Institutions around the world have also taken tentative steps to clarify the taxation of crypto. In October 2022, the Organisation for Economic Cooperation and Development published a Crypto-Asset Reporting Framework (CARF), which standardizes the reporting of tax information on crypto transactions, with a goal to automatically exchange such information. CARF covers the scope of crypto-assets subject to reporting, what entities and individuals must collect and report data, which transactions are subject to reporting and information reporting, and due diligence procedures to identify users and determine the relevant tax jurisdictions for exchange and reporting purposes. CARF’s definition of crypto assets targets those that can be transferred or held in a decentralized manner, which includes stablecoins, crypto derivatives, and certain non-fungible tokens (NFTs).

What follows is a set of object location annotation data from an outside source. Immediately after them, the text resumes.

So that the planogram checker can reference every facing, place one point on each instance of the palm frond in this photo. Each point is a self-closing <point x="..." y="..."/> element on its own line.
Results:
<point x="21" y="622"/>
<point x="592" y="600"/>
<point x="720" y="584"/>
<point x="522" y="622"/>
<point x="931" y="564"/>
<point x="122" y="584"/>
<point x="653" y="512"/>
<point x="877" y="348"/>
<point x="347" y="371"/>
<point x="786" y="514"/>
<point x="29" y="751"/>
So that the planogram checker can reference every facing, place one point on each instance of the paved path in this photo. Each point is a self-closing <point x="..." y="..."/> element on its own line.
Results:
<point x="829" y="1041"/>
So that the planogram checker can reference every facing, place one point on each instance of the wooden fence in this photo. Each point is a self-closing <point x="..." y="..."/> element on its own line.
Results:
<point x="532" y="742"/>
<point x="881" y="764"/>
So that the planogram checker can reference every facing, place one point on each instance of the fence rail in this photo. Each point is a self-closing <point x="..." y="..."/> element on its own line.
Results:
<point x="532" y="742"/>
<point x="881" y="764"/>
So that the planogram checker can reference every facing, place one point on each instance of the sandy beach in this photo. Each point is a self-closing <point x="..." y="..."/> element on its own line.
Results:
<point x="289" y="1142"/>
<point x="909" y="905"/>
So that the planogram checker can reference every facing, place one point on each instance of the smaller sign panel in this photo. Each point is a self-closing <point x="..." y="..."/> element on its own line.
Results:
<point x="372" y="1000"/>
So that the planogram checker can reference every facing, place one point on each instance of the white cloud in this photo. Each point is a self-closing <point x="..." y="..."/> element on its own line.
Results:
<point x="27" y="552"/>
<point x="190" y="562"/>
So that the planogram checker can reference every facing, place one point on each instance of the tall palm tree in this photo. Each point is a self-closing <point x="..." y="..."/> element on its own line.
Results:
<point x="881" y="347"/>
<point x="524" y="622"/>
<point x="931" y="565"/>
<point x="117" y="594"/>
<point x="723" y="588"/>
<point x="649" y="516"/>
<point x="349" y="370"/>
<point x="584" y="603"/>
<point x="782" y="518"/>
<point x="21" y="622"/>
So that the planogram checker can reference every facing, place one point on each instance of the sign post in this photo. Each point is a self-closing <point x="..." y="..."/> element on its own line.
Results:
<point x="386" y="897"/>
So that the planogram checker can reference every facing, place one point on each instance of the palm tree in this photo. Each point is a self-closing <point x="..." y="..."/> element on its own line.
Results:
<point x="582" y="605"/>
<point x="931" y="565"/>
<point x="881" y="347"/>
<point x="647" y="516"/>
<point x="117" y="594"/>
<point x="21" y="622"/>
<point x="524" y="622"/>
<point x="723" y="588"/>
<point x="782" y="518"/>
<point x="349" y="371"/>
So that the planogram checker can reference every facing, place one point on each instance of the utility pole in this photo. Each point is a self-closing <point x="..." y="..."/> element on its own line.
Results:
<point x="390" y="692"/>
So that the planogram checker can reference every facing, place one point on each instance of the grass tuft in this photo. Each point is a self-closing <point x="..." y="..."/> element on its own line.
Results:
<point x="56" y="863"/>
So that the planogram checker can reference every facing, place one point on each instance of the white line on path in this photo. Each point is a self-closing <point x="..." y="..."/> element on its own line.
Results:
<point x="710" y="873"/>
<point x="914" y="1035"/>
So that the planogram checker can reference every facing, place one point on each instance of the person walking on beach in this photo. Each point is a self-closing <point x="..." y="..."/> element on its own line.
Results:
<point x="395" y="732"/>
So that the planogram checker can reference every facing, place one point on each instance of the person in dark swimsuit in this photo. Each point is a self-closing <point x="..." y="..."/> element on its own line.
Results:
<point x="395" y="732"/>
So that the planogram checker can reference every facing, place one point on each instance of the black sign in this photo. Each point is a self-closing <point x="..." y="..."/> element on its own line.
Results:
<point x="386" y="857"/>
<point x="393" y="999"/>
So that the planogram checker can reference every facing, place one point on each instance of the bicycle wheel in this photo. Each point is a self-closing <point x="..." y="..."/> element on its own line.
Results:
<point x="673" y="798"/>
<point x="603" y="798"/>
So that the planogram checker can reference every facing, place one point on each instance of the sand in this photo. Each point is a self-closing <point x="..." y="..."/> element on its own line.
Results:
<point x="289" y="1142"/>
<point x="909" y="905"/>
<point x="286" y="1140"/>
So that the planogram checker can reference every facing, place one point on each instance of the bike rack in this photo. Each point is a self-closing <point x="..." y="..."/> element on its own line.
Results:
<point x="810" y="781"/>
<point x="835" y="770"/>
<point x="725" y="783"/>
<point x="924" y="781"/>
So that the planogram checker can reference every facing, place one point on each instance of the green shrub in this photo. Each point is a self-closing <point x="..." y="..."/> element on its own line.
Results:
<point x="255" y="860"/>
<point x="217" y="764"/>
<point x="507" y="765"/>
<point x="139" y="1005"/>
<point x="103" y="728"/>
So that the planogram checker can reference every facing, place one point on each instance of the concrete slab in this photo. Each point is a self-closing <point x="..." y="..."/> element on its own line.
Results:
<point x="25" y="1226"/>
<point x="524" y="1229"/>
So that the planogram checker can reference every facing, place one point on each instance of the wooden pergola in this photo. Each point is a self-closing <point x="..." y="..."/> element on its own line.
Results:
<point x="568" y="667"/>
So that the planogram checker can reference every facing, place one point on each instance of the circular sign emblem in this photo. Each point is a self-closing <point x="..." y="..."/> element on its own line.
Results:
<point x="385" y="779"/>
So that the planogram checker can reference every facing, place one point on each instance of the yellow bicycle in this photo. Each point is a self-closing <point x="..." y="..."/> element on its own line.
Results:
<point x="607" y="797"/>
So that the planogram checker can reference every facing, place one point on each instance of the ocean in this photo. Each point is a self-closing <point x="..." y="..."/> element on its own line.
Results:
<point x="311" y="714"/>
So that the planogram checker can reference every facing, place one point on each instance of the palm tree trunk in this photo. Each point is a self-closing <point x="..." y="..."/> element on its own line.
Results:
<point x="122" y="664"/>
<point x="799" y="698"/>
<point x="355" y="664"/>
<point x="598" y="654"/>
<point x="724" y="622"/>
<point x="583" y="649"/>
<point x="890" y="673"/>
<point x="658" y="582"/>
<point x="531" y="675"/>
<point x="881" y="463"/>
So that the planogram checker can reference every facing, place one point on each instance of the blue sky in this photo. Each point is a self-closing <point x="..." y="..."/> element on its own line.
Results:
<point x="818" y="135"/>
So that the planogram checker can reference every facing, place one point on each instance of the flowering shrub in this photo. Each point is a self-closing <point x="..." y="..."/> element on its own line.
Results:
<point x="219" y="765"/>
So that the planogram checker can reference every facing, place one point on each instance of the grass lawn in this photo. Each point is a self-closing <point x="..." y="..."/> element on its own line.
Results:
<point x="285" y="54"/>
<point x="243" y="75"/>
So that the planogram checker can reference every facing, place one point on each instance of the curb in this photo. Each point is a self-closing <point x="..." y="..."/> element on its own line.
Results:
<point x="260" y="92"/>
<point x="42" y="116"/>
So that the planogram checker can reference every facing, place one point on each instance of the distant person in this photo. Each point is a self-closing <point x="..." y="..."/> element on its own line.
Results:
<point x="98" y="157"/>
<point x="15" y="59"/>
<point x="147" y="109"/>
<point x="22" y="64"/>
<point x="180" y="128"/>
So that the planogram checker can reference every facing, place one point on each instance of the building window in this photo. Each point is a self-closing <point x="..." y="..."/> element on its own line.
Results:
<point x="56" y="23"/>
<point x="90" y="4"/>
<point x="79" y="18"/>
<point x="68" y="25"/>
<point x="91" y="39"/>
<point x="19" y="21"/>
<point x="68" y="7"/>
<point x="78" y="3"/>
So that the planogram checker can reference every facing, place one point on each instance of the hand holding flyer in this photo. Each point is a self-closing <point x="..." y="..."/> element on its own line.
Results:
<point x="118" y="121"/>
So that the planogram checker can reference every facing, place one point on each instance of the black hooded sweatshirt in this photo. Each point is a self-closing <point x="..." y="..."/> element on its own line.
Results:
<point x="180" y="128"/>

In December 2022, the European Union Commission proposed legislative text to amend the Directive on Administrative Cooperation eight version, or “DAC8,” to help prevent tax fraud, evasion, and avoidance by requiring all crypto-asset service providers to report all transactions of clients residing in the EU. The rules will also set common minimal penalties for serious non-compliance. In addition, the Commission recommended extending financial institutions’ reporting obligations to include digital currencies and e-money.  

C. Proposal  

The optional use of an attestation token that would allow DeFi users to provide tax identity transparency, if they choose to do so, would solve many of these issues. The tax attestation token itself would be issued by a trusted third party to the user’s digital wallet. This process has the potential to allow for better verification, accuracy and data privacy than traditional paper versions of tax identifying forms (such as IRS Form W9 or Forms W8), which can be confusing to complete, unavailable electronically or misinterpreted through human error.

The tax attestation token would remain securely in the user’s wallet and stored “offchain,” meaning that any sensitive personal information would not be publicly available on the blockchain. A separate, “onchain” tax attestation token could then be created and linked to each DeFi transaction. Users could choose to easily facilitate income tax reporting by allowing the trusted third party to associate the onchain and offchain tokens and submit necessary information to the appropriate tax agency on their behalf. This process could both preserve user privacy and facilitate the collection of DeFi taxes by essentially allowing users to prepay the tax due at the time of the transaction.

Countries would not need to require the use of such a tax token, but could amend their tax laws to impose a combination of incentives, disincentives, or penalties. For example, to encourage tax compliance, countries could offer their residents a lower overall tax obligation for DeFi transactions that are properly reported and verified. Or if residents do not use the attestation token and fail to report income from transactions, they could be subjected to increased penalties for non-compliance.  

V.  Next Steps 

Crypto entities should continue to actively engage with governments and other standards-setting organizations globally to develop a fair and accurate tax regulatory framework for crypto, including the possible use of an optional tax identity attestation token. At the same time, governments should encourage and facilitate innovation of this rapidly evolving technology. This new paradigm could be spearheaded by the U.S. government, the OECD, the European Commission, or another non-U.S. taxing authority (similar to the Common Reporting Standard, which was spearheaded by the OECD to facilitate the exchange of tax information among TradFi institutions) in order to launch a standards-setting association to discuss issues, reach consensus, work with government, and educate users.